The amended version of the Tax Code shall contain provision confirming the liability of corporations participating in deals to be under control to communicate information on such deals and their key characteristics to tax authorities.
Provided by the fact that application of dual prices shall not be a method to evade taxation but just application of a price agreed upon by two related persons, it is considered unreasonable to impose any penalties on taxpayers regarded as related persons participating in transactions to be under control who prove to have given sufficient substantiation to the prices applied.
c) Introduction of institution of preliminary agreements for price formation.
Between taxpayers that conclude contracts to be under control and tax authorities. It shall be an instrument which allows related persons to conclude agreements prior to performance of the deal that will fix methods of price determination which will not result in any tax reduction. In case terms of such agreements are met in full, the price indicated in the contract shall be considered to be a market one and additional assessment is not required.
d) Introduction of new requirements to methods of market prices assessment as well as of principles of their application.
It causes difficulties to apply practically methods of assessing market prices (that are “arm's length prices” as called in compliance with international tax terminology) to prevent usage of dual pricing.
It mainly concerns acknowledgement of existence of a range of market prices, application of various methods of the market price assessment in case information about deals with homogeneous goods (works services) is lacking, determination of the order of actions undertaken by tax authorities at identification of exchange prices, etc.
At present it has become widespread to employ minimization of corporate tax liabilities by means of free manipulation of prices at transactions effected by related persons or persons under control. Thus, for example, with the aim to minimize tax liabilities a transaction can be registered in so called low tax zones and jurisdictions allowing usage of tax benefits, preferential tax treatments or tolerant to existence of losses recorded in tax accounting and nonpayment of taxes resulted from illegal liquidation of taxpaying companies.

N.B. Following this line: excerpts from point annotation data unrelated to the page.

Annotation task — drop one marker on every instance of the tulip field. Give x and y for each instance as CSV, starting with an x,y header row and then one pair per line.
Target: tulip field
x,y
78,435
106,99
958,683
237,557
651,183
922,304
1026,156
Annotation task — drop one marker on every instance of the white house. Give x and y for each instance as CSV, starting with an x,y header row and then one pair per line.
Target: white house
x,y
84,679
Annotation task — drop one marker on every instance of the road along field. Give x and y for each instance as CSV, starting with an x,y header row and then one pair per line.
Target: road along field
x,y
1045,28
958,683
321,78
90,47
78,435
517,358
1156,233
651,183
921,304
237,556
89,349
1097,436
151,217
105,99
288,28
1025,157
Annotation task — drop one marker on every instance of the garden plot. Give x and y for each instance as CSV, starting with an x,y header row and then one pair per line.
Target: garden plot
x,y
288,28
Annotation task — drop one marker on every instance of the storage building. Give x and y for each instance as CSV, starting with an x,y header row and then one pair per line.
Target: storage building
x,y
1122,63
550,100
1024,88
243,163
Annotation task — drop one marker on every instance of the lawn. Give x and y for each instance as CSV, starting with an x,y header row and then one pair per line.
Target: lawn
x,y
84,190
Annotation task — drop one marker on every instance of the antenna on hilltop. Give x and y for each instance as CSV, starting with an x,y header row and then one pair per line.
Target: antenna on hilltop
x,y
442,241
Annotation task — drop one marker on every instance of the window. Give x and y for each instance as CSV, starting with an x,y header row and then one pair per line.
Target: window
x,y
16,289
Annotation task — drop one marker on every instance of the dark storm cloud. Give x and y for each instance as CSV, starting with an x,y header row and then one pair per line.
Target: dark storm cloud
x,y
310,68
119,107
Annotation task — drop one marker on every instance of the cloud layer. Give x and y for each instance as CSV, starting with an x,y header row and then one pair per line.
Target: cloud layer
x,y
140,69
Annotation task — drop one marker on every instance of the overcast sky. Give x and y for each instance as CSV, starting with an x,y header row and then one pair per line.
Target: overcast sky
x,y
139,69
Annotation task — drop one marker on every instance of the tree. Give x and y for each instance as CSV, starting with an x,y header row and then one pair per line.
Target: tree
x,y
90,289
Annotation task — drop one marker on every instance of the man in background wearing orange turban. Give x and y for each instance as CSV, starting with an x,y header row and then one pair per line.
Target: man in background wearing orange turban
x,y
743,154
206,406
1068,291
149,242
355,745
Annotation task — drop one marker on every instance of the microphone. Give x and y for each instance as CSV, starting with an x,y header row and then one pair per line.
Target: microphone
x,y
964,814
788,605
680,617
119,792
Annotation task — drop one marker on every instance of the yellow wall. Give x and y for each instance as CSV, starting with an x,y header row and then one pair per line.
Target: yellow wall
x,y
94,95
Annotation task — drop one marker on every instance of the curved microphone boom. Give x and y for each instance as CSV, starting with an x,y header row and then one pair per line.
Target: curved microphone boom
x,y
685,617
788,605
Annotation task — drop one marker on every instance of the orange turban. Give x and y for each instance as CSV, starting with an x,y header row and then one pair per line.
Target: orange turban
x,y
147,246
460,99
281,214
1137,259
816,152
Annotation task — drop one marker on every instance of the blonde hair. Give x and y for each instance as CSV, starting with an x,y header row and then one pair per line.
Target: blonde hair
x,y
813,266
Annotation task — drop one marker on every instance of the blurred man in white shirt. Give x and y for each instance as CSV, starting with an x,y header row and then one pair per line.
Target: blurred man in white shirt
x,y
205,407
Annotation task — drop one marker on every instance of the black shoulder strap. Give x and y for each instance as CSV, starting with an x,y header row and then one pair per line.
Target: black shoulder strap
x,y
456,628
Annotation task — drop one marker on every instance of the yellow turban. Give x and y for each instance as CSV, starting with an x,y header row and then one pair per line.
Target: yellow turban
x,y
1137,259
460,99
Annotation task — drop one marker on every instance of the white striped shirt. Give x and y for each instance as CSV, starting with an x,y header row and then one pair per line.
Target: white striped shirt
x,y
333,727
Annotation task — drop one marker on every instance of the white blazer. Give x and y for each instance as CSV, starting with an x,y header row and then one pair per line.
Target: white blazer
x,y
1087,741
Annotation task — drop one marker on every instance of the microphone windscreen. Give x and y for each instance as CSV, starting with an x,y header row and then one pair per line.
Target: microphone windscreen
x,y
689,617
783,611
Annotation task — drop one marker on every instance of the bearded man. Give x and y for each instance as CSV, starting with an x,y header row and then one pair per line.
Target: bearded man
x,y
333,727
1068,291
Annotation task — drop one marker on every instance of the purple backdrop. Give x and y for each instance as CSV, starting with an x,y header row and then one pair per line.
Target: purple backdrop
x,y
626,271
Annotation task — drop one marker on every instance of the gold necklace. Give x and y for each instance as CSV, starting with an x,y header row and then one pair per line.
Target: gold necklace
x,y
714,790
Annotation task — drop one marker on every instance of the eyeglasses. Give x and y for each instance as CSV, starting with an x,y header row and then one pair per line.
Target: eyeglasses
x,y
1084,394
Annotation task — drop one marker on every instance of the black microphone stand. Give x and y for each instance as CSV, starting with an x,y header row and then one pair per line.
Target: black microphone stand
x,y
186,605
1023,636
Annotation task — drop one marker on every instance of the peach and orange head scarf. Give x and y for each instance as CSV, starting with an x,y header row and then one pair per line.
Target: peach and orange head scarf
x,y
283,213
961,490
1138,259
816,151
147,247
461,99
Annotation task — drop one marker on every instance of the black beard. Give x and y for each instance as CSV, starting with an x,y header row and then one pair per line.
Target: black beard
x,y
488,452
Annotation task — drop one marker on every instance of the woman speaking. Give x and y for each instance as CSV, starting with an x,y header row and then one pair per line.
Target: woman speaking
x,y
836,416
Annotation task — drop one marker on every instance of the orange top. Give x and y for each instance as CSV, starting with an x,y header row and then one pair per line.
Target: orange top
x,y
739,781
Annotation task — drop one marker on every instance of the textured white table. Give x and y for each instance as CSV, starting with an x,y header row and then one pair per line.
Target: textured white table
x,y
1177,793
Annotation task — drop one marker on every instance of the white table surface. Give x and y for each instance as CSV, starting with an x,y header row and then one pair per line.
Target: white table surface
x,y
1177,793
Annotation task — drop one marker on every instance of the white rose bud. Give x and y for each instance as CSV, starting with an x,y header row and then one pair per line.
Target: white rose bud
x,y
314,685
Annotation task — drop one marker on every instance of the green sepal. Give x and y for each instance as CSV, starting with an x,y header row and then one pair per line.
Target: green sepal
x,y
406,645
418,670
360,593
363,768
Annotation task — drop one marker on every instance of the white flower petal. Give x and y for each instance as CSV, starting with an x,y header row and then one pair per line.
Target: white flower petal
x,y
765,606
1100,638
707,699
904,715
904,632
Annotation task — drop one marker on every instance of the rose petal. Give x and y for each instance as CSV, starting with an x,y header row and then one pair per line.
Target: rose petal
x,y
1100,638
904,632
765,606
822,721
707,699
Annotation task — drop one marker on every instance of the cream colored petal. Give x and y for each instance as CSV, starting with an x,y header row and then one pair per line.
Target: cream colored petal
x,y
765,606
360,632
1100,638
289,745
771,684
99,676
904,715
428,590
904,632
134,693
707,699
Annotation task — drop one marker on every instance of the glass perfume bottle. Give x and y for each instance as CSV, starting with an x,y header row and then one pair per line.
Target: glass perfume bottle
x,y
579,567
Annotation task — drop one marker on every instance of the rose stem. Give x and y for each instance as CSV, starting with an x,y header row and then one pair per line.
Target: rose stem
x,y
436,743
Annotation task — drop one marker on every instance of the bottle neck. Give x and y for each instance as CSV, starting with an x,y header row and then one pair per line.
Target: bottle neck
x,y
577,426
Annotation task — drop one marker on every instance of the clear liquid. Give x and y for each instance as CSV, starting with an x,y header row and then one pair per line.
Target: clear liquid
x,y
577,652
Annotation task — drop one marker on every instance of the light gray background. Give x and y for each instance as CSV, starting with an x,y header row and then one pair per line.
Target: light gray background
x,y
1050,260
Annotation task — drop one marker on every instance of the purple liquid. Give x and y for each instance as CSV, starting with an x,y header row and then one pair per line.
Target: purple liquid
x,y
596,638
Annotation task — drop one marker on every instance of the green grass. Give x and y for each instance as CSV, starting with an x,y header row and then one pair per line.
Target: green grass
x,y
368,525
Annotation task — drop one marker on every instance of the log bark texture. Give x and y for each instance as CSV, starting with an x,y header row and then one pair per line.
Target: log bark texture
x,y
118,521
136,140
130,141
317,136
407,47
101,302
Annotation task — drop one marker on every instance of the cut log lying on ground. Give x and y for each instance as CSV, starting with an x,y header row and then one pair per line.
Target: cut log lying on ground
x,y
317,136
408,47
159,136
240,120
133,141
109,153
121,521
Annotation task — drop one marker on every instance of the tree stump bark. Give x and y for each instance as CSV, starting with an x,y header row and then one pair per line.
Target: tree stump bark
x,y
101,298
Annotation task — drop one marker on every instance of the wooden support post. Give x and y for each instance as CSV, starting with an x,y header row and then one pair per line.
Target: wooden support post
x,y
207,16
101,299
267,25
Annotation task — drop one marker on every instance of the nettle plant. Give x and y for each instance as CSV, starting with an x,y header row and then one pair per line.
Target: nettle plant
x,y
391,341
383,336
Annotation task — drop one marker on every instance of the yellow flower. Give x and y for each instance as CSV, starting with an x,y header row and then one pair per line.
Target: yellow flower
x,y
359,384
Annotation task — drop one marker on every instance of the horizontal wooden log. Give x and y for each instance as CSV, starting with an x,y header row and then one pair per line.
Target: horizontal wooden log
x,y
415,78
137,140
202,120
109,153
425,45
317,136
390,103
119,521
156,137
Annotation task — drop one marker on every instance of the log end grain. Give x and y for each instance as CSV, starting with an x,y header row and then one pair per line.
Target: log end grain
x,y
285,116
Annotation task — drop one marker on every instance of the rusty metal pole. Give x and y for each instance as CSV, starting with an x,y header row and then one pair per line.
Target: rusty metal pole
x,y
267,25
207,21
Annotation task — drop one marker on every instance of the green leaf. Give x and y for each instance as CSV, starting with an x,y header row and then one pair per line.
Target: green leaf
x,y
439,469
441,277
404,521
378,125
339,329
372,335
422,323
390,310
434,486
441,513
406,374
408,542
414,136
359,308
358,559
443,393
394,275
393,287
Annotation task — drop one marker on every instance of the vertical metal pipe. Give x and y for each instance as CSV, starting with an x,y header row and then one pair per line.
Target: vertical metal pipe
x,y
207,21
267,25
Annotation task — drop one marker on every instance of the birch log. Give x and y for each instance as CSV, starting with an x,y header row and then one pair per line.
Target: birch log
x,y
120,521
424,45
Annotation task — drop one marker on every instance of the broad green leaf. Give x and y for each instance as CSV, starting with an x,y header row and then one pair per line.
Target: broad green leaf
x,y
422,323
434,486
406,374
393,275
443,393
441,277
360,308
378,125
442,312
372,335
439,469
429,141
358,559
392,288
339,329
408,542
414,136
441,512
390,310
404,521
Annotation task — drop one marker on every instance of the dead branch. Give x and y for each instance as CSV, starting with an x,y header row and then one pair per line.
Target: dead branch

One more negative consequence of applying dual price formation by groups of companies within the Russian tax payment system is transfer of a mobile tax base from one region to another that results in obtaining profit by some certain Russian regions whereas other ones incur losses. As a consequence of such manipulation not only budgets of those regions sustain losses but the Russian budget system in general.
The dual price formation principle is based on usage of a price different from the price that could agreed upon by two independent persons who are not connected by any relations resulting from common participation in the capital under control or agreement. Hence, if the factual price is different from the price that could be applied by two independent persons and the size of which could be determined by demand and supply conditions, one of the two parties participating in such a deal makes gains at the expense of the other party (in such cases profits gained and losses incurred shall be interpreted in comparison with the ones that could be gained or incurred in case the deal has been made between independent persons). The price of the deal made in such a way can be defined as a dual or transfer price.